Although PLTransformer achieved a high classification accuracy of 99.95% on the PlantVillage dataset, we acknowledge that this performance may be partially attributed to the clean and well-labeled characteristics of the dataset. To alleviate concerns about overfitting and enhance the reliability of the results, we additionally performed 5-fold cross-validation, as shown in

Table 6. Performance metrics of 5-fold cross-validation on PlantVillage dataset.

Folds	PlantVillage Dataset
	Accuracy%	Precision%	Recall%	F1 Score%
Fold 1	99.88	98.85	99.57	99.21
Fold 2	99.89	99.27	98.04	98.65
Fold 3	99.90	99.80	98.43	99.11
Fold 4	99.72	99.92	98.98	99.44
Fold 5	99.95	99.92	99.64	99.77
Average	99.87	99.56	99.93	99.24

. The results indicate that the accuracy rate remained highly stable.

To assess the model’s feasibility for real-world deployment, we benchmarked its runtime performance on a GPU platform. On an NVIDIA RTX 3090Ti (NVIDIA Corporation, Santa Clara, CA, USA), PLTransformer achieved an average inference time of 12.4 milliseconds per image. These results demonstrate that the model maintains a good balance between accuracy and computational efficiency.

While our proposed model demonstrates strong performance on the PlantVillage dataset, it is important to acknowledge the limitations regarding real-world applicability and domain generalization. The PlantVillage dataset is collected under controlled conditions with clean backgrounds and uniform lighting, which differs significantly from complex field environments where disease symptoms may be occluded, affected by varying illumination, or mixed with environmental noise (e.g., soil, dew, or shadows).

Currently, our evaluation lacks in-the-wild testing on field-captured plant images or cross-dataset validation (e.g., from different geographical regions or imaging devices). In future work, we plan to incorporate domain adaptation techniques such as adversarial feature alignment or self-supervised fine-tuning to bridge the domain gap. Moreover, field deployment typically involves additional constraints such as computational cost on mobile devices and partial occlusions, which warrant specialized adaptation and model compression.

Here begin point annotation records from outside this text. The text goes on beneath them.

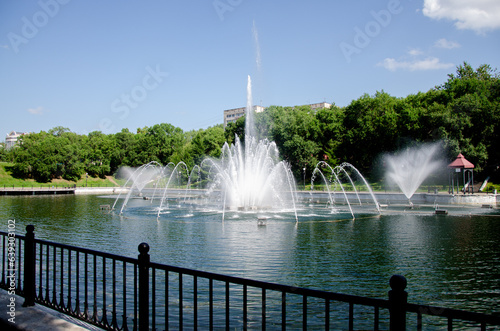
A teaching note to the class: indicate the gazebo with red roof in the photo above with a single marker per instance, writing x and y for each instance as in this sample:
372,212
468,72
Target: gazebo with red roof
461,163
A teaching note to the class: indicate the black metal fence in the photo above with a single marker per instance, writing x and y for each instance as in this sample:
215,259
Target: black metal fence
121,293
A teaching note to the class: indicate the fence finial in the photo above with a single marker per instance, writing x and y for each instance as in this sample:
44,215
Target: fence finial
29,267
143,265
398,298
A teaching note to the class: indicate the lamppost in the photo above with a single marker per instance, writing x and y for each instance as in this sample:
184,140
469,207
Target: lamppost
304,178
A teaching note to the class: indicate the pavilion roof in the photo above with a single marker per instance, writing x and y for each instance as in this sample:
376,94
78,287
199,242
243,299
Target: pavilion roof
461,162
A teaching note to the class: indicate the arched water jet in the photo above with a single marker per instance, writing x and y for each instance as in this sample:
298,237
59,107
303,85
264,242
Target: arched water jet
368,187
336,180
138,181
173,174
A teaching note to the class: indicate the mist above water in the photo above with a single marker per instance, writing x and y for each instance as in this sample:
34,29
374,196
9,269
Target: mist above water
410,167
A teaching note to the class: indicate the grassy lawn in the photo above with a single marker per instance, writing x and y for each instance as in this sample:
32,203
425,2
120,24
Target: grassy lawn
7,180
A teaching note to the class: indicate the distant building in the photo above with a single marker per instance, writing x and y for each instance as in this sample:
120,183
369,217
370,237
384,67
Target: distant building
320,105
11,139
231,115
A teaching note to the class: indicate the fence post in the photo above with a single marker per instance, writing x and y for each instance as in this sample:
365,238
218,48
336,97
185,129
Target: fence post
29,267
143,264
398,299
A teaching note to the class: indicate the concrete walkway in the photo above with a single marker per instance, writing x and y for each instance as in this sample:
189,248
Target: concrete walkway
36,318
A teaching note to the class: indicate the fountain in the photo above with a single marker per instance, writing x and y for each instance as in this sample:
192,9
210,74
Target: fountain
409,168
248,178
341,177
245,178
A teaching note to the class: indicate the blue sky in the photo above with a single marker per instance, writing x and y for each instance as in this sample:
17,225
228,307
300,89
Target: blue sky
107,65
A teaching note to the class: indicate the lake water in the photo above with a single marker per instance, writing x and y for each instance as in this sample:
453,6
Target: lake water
451,261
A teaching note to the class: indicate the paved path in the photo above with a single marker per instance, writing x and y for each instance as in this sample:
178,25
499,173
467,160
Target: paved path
37,318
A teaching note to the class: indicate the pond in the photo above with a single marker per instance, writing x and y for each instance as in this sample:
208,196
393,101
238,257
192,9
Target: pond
451,261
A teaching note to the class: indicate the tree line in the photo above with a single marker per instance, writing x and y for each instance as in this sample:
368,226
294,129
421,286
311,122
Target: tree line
463,114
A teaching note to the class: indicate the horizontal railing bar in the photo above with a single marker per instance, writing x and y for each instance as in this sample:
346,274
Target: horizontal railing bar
448,313
382,303
453,313
79,249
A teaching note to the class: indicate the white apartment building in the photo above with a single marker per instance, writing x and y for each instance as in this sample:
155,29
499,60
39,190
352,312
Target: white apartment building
11,139
231,115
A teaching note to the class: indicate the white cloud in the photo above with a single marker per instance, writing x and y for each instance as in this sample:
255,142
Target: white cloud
415,52
430,63
477,15
443,43
36,111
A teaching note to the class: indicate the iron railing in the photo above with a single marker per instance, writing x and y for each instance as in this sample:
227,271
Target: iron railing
120,293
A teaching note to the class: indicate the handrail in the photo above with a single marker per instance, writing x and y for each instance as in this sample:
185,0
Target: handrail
102,288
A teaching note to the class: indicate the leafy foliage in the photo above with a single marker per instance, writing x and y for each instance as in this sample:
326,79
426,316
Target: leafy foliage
463,113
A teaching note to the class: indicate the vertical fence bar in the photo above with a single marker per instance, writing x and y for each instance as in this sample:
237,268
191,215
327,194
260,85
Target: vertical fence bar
114,321
124,278
195,302
136,299
304,312
263,309
61,289
398,298
54,276
283,310
29,267
47,276
227,306
153,299
40,279
245,308
104,304
327,314
4,269
351,316
77,302
181,304
166,299
86,295
19,249
69,281
211,303
143,263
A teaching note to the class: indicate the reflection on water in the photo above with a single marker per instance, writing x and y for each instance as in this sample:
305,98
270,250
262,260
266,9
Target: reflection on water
451,261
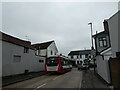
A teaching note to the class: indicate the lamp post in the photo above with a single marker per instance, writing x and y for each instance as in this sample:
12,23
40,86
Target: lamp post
92,48
91,35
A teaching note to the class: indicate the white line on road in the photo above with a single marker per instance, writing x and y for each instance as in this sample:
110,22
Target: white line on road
56,77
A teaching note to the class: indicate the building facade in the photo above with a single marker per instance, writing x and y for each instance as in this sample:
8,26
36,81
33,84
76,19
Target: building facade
103,52
18,56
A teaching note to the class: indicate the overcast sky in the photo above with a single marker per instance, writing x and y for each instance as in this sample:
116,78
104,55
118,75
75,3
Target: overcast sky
64,22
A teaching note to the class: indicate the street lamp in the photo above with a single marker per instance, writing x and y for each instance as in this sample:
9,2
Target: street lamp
92,48
91,35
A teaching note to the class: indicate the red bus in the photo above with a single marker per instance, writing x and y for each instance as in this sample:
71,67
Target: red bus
58,64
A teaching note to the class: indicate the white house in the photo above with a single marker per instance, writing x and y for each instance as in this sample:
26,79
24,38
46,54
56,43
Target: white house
18,56
79,55
46,49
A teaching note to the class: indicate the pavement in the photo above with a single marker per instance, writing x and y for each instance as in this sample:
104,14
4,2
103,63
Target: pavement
93,80
18,78
89,79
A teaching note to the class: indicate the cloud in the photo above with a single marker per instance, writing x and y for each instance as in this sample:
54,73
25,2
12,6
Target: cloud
66,23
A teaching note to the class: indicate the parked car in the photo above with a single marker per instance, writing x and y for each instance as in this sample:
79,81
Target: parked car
83,66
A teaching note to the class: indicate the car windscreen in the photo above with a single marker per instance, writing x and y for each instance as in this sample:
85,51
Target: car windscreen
52,61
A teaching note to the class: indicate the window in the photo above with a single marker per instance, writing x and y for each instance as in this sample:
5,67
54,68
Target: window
26,50
103,42
16,59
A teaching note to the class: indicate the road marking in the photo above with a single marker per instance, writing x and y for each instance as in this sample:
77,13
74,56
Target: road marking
56,77
41,86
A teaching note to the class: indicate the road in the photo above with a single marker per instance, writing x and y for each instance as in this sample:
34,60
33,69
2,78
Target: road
70,79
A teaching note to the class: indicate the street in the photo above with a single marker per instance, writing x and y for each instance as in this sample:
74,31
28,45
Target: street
70,79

Evaluating the model’s robustness under such conditions and exploring domain generalization strategies are crucial next steps toward practical deployment in agricultural monitoring systems.

6. Conlusions

In this paper, we proposed PLTransformer, a hybrid architecture combining a symmetric multi-scale convolution module and an overlap-attentive channel downsampler to enhance both local and global feature representation for plant disease classification. The model has shown promising performance on the PlantVillage dataset, demonstrating its potential in accurate visual diagnosis of plant diseases. Looking ahead, we plan to extend this work in several important directions. First, we aim to evaluate the model on more challenging and diverse real-world datasets, including field images captured under varying lighting, occlusion, and background conditions, to assess its robustness and generalization. Second, we will explore lightweight model optimization and pruning techniques, such as knowledge distillation and neural architecture search, to enable deployment on edge devices like mobile phones or drones for in-field diagnosis. Third, we intend to investigate system-level integration of PLTransformer into intelligent agricultural platforms, allowing for real-time feedback, multi-sensor fusion, and continuous learning. By addressing these directions, our future work will not only improve the scalability and adaptability of PLTransformer but also contribute toward building practical AI-assisted systems for sustainable and efficient crop management in real-world agricultural settings.